Computing the Distance Between DNA Sequences - Not As Simple As You Might Think
Scientists and doctors have been studying genes and hereditary conditions (those handed down from parent to child) for many years. These days, it is possible for someone to have a genetic test for several illnesses. A blood sample is taken and closely examined for abnormal chromosomes, but because so much information is stored on the DNA, scientists only tend to look for particular disorders. This process is now available thanks to a field known as Genomic Medicine.
Intuitively, genomic medicine is the study of genes (DNA) and their interaction with the medical state of a patient. Genomics investigates how a person's biological information can be used to perform a more effective diagnosis and provide personalized treatment. For instance, genomic data is used where the cause of a range of symptoms cannot be pinpointed by any other means. Another case is where there is a family history of serious genetic disorders, it can tell prospective parents whether or not they are a carrier and if they can pass it on to their children. In a similar manner, it can also tell someone if they are likely to develop the inherited condition later in life, even if they do not yet have any symptoms.
The underline research that allows genomic medicine to prosper is Bioinformatic. According to the National Human Genome Research Institute, Bioinformatics is a subdiscipline of biology and computer science concerned with the acquisition, storage, analysis, and dissemination of biological data, most often DNA and amino acid sequences. Bioinformatics uses computer programs for a variety of applications, including determining gene and protein functions, establishing evolutionary relationships, and predicting the three-dimensional shapes of proteins; to name a few.
Figure 1. An ilustration of moving from DNA data into digital data.
The main tools of a bioinformatician are computer software programs and the internet. A fundamental activity is sequence analysis of DNA and proteins using various programs and databases available on the world wide web. Anyone, from clinicians to molecular biologists, with access to the internet and relevant websites, can now (usually) freely discover the composition of biological molecules using bioinformatic tools. This does not imply that handling and analysis of raw genomic data can easily be carried out by all. Bioinformatics is an evolving discipline, and expert bioinformaticians now use complex computer science and mathematics for retrieving, sorting out, analyzing, predicting, and storing DNA (and protein) sequence data.

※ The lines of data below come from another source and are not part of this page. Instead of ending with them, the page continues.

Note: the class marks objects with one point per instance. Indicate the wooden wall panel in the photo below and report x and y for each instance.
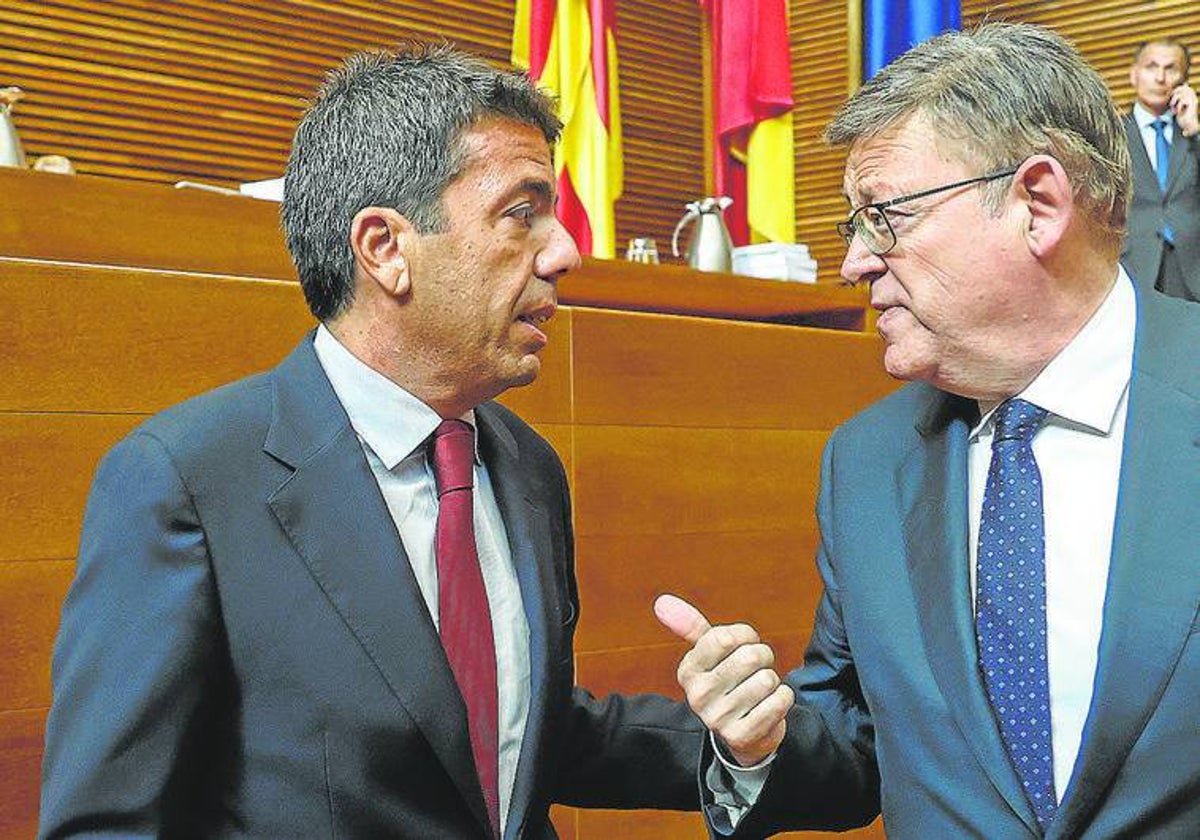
(91, 220)
(175, 335)
(639, 480)
(767, 579)
(209, 90)
(21, 771)
(661, 371)
(130, 341)
(820, 84)
(31, 593)
(48, 461)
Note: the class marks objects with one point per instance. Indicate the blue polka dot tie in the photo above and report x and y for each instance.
(1011, 603)
(1163, 153)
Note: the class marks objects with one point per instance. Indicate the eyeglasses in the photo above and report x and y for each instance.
(871, 225)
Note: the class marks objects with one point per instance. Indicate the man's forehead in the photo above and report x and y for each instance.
(1161, 53)
(876, 165)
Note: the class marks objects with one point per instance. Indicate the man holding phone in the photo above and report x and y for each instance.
(1162, 247)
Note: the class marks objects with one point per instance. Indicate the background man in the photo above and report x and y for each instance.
(277, 627)
(1008, 642)
(1163, 245)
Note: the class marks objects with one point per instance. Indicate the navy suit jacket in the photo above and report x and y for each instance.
(892, 711)
(245, 651)
(1152, 209)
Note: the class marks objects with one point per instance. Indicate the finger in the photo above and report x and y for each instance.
(726, 711)
(681, 618)
(762, 729)
(717, 646)
(743, 664)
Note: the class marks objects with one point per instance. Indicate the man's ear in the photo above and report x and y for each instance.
(1045, 191)
(382, 241)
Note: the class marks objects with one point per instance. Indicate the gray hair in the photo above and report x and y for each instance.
(997, 95)
(385, 130)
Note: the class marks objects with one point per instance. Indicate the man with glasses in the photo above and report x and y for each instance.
(1008, 642)
(1162, 249)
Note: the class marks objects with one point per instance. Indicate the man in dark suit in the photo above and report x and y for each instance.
(1008, 642)
(1162, 247)
(315, 603)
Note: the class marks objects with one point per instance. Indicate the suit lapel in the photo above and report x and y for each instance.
(1143, 169)
(1177, 156)
(1153, 586)
(527, 525)
(933, 492)
(337, 521)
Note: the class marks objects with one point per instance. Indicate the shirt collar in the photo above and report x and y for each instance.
(1085, 382)
(390, 420)
(1145, 118)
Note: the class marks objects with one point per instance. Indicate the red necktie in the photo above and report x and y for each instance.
(465, 619)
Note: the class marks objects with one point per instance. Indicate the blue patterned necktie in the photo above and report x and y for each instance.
(1162, 153)
(1011, 603)
(1162, 166)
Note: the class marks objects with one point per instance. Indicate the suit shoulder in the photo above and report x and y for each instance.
(216, 418)
(527, 439)
(881, 427)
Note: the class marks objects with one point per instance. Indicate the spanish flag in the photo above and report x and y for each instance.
(753, 111)
(568, 47)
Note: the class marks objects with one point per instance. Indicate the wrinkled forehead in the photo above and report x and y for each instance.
(1161, 53)
(897, 157)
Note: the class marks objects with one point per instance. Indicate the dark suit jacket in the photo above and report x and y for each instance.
(891, 687)
(245, 651)
(1152, 210)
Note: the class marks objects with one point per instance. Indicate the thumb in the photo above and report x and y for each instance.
(681, 618)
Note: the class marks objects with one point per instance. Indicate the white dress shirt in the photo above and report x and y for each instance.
(1145, 121)
(1085, 389)
(394, 426)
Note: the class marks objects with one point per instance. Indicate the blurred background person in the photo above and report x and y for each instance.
(1162, 247)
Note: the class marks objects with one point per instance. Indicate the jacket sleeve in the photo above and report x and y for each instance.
(133, 679)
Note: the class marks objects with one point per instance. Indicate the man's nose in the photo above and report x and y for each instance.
(558, 256)
(861, 265)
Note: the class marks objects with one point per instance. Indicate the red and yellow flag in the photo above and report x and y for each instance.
(568, 47)
(753, 111)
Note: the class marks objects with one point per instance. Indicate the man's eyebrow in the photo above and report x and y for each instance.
(538, 187)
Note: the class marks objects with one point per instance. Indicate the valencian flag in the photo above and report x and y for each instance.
(568, 47)
(753, 109)
(893, 27)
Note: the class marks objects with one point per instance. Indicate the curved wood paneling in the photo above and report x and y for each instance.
(209, 90)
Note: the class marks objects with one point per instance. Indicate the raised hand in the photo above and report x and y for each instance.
(1183, 103)
(730, 681)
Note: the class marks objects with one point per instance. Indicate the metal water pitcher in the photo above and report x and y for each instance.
(711, 247)
(11, 154)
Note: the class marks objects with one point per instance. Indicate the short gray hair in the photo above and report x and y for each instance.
(997, 95)
(385, 130)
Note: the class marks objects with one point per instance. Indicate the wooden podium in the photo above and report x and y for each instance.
(690, 412)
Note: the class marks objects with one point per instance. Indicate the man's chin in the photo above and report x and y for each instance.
(525, 373)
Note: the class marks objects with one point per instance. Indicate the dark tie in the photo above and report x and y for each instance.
(465, 619)
(1163, 163)
(1011, 603)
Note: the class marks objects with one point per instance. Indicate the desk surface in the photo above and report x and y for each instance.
(103, 221)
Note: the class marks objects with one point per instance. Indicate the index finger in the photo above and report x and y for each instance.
(681, 618)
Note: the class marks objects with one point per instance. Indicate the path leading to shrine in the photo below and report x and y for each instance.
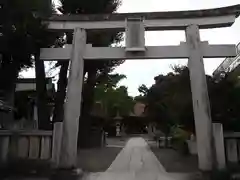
(136, 162)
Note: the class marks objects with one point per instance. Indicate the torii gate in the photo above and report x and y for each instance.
(135, 25)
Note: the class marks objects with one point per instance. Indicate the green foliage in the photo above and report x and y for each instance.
(113, 98)
(21, 35)
(170, 101)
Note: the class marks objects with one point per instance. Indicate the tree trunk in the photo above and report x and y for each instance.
(58, 113)
(85, 118)
(8, 77)
(42, 108)
(88, 93)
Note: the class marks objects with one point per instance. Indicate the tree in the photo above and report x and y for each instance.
(113, 98)
(93, 69)
(22, 36)
(170, 100)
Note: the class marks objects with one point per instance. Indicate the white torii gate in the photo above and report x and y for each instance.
(135, 24)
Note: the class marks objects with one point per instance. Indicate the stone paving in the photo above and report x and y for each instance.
(136, 162)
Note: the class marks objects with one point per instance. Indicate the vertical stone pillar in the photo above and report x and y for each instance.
(201, 106)
(219, 145)
(72, 108)
(56, 143)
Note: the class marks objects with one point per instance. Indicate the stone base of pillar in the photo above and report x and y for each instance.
(69, 174)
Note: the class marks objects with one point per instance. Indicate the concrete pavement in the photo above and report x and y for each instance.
(135, 162)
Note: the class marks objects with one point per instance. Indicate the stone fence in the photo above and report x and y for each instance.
(30, 144)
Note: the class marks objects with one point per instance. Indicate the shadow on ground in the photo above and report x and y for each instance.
(173, 161)
(99, 159)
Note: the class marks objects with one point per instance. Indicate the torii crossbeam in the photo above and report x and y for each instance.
(193, 49)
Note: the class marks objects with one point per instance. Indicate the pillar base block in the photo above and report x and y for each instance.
(69, 174)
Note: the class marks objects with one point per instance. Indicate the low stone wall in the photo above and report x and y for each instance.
(21, 144)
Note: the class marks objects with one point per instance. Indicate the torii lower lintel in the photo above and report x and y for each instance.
(152, 52)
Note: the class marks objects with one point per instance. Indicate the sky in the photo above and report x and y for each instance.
(143, 71)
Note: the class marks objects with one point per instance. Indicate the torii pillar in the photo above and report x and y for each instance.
(200, 99)
(73, 101)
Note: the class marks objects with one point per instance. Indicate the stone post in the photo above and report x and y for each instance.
(72, 108)
(200, 99)
(219, 145)
(56, 143)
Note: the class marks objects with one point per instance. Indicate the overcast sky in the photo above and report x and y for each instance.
(143, 71)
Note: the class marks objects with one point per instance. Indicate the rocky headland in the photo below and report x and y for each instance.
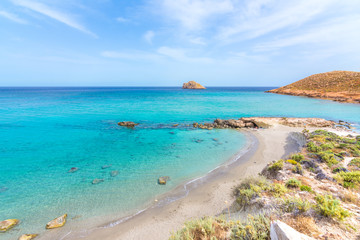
(193, 85)
(341, 86)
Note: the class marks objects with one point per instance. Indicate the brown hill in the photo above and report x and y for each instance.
(342, 86)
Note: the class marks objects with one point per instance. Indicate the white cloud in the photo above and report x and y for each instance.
(132, 55)
(263, 17)
(121, 19)
(148, 36)
(12, 17)
(53, 13)
(192, 14)
(181, 55)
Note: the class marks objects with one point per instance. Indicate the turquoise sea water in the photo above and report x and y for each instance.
(46, 131)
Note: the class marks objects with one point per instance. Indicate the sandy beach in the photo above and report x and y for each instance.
(210, 197)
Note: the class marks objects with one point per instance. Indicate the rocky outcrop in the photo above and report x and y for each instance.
(97, 181)
(128, 124)
(193, 85)
(341, 86)
(282, 231)
(265, 122)
(163, 180)
(28, 236)
(7, 224)
(57, 222)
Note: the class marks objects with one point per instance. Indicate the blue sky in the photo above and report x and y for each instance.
(168, 42)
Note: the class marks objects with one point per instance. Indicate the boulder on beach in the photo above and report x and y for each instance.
(97, 180)
(7, 224)
(114, 173)
(128, 124)
(73, 169)
(57, 222)
(193, 85)
(28, 236)
(163, 180)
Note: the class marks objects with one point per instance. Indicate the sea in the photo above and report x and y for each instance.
(44, 132)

For example, Ardeshir Bayat suggested in his paper from 2002 that "Large commercial enterprises such as pharmaceutical companies employ bioinformaticians to perform and maintain the large scale and complicated bioinformatics needs of these industries. With an ever-increasing need for constant input from bioinformatics experts, most biomedical laboratories may soon have their own in-house bioinformatician. The individual researcher, beyond a basic acquisition and analysis of simple data, would certainly need external bioinformatic advice for any complex analysis." [6].
At the same time, the amount of genomic data is increasing over the years as the price for a single DNA sequencing is dropping as shown in figure 2. This reduction in costs is associated with the development of new technology such as single-molecule sequencing [2] and next-generation sequencing [3]. Therefore, a trend in which research in the genomic sciences is confronted with the volume of sequencing and resequencing data increasing at a higher pace than that of data storage and communication resources, shifting a significant part of research budgets from the sequencing component of a project to the computational one [4].
Figure 2. The data was obtained from the NHGRI Genome Sequencing Program (GSP), by Kris A. Wetterstrand. The values are referred to sanger-based sequencing (average read length of 500-600 bases) with 6-fold coverage for the first decade while the latter is referred to Illumina and SOLiD sequencing (average read length of 75-150 bases) with 30-fold coverage. Note, the graph is schematic, please refer to this website for more detailed values.
Indeed, large-scale projects such as the Cancer Genome Atlas and One Thousand Genomes Project were established and more projects emerge by the day. On top of that, we would probably see cheaper, faster, less prone to errors, and higher-throughput sequencing methodologies which will be paving the way to individual genomics and personalized medicine thanks to the prizes various organizations offering in the last few years such as this one [5].
It is fair to claim that after two decades, Bioinformatic today contains a wide range of computational and mathematical tasks, algorithms, and analysis methods to extract knowledge about biological systems and allow us to exploit current our biological and clinical understanding to further push the limit of our modeling and prediction abilities. In particular, the evaluation of the similarity between two (or more) DNA sequences since it is a common and central step in multiple DNA sequence analysis. Therefore, this is the main concern of this post. Indeed, it has attracted much research effort over the years, and many algorithms and tools have been developed to tackle this task [6].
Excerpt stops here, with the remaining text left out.